Gupta a expliqué que ce n’était pas seulement parce qu’il serait logistiquement impossible de restreindre les déplacements du président américain, mais aussi parce que cela enverrait un mauvais message au pays hôte, qui supervise les Jeux et veille à ce que les investissements nécessaires soient consentis en matière de sécurité, de sites et d’autres infrastructures.

« C’est la responsabilité du gouvernement, pas tant celle de l’AMA », a déclaré Gupta. « Il est clair que si l’AMA tentait d’imposer un système fondé sur des règles qui interfère avec un gouvernement, en particulier un gouvernement hôte, cela constituerait une source de préoccupation pour n’importe quel gouvernement. »

Pour quelle raison l’AMA propose-t-elle une telle règle?
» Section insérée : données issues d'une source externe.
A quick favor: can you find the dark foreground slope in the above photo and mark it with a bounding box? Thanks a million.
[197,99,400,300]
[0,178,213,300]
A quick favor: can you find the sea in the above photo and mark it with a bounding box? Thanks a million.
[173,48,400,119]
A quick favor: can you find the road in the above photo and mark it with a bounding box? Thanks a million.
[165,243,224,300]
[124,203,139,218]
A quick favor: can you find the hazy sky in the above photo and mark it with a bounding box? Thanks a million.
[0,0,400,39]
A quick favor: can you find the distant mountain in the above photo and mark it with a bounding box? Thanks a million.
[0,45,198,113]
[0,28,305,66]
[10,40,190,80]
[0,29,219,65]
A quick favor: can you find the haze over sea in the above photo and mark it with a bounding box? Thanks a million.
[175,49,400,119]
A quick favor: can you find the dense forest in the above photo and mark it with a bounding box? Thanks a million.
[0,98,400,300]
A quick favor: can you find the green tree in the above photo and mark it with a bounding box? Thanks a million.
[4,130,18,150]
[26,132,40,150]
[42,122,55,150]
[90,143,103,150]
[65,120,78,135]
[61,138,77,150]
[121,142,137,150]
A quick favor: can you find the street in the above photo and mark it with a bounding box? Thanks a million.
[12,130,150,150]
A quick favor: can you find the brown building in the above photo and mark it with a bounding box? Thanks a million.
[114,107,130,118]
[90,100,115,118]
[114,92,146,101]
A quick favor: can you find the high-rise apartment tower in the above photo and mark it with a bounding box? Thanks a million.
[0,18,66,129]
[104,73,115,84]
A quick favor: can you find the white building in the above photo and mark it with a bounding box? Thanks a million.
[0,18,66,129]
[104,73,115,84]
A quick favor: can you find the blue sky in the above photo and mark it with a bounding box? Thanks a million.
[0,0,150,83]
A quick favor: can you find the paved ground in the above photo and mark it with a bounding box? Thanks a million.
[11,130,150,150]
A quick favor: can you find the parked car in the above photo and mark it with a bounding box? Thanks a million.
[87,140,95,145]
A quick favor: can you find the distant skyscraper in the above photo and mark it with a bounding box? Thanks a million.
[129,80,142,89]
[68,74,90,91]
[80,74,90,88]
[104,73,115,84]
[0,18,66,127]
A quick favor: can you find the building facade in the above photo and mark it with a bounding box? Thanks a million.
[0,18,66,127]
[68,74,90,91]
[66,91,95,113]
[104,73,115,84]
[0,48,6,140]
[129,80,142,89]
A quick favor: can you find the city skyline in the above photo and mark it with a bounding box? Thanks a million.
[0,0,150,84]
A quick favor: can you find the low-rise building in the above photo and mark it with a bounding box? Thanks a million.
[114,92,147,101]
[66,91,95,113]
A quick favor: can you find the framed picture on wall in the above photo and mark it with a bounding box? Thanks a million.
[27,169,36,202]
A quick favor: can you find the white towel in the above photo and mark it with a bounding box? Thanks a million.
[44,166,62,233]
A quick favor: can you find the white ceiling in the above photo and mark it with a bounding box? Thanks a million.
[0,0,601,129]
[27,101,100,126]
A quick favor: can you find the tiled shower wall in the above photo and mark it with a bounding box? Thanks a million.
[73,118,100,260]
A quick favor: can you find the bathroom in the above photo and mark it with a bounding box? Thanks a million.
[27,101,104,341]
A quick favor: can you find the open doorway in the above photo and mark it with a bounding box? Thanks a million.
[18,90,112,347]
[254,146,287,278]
L’AMA fonctionne avec un budget d’environ 57,5 millions $ et la part des États-Unis est importante, même si ce n’est de loin pas le seul paiement qui a fait défaut au fil des ans. Une analyse des paiements de cotisations, obtenue par l’AP, a montré que seuls 49% des pays africains avaient payé leurs cotisations à l’AMA pour 2025.

Mais aucun pays n’a été plus critique envers l’AMA que les États-Unis, qui ont évoqué l’idée de retenir le paiement de leurs cotisations dès 2020, et ont finalement mis cette mesure en œuvre il y a deux ans.

L’AMA affirme que cette idée n’a « rien de nouveau ». Qu’est-ce que cela signifie?

C’est vrai.

L’AMA examine cette idée depuis 2020 — à peu près au moment où les menaces des États-Unis ont commencé à se faire plus pressantes. En 2024, l’idée a effectivement été soumise au comité exécutif. Gupta faisait partie de ce comité à l’époque et a mené la campagne pour la rejeter. Les États-Unis n’ont plus de représentant au sein du comité exécutif.

Alors pourquoi cette question refait-elle surface aujourd’hui?

L’AMA n’a pas apporté de réponse à cette question, se contentant d’indiquer que la règle ne s’appliquerait pas « rétroactivement » et que la Coupe du monde, ainsi que les Jeux olympiques de Los Angeles et de Salt Lake City, ne seraient pas affectés.

L’AMA indique que la prochaine réunion de son conseil de fondation – l’instance qui devrait adopter formellement toute recommandation approuvée par le comité exécutif – n’aura lieu qu’en novembre, soit quatre mois après la fin de la Coupe du monde.

Mais lors d’une séance de questions-réponses avec des responsables européens au sujet de cette règle, dont l’AP a obtenu une copie, l’AMA a déclaré aux responsables qu’une telle règle « pourrait être mise en œuvre sans délai ».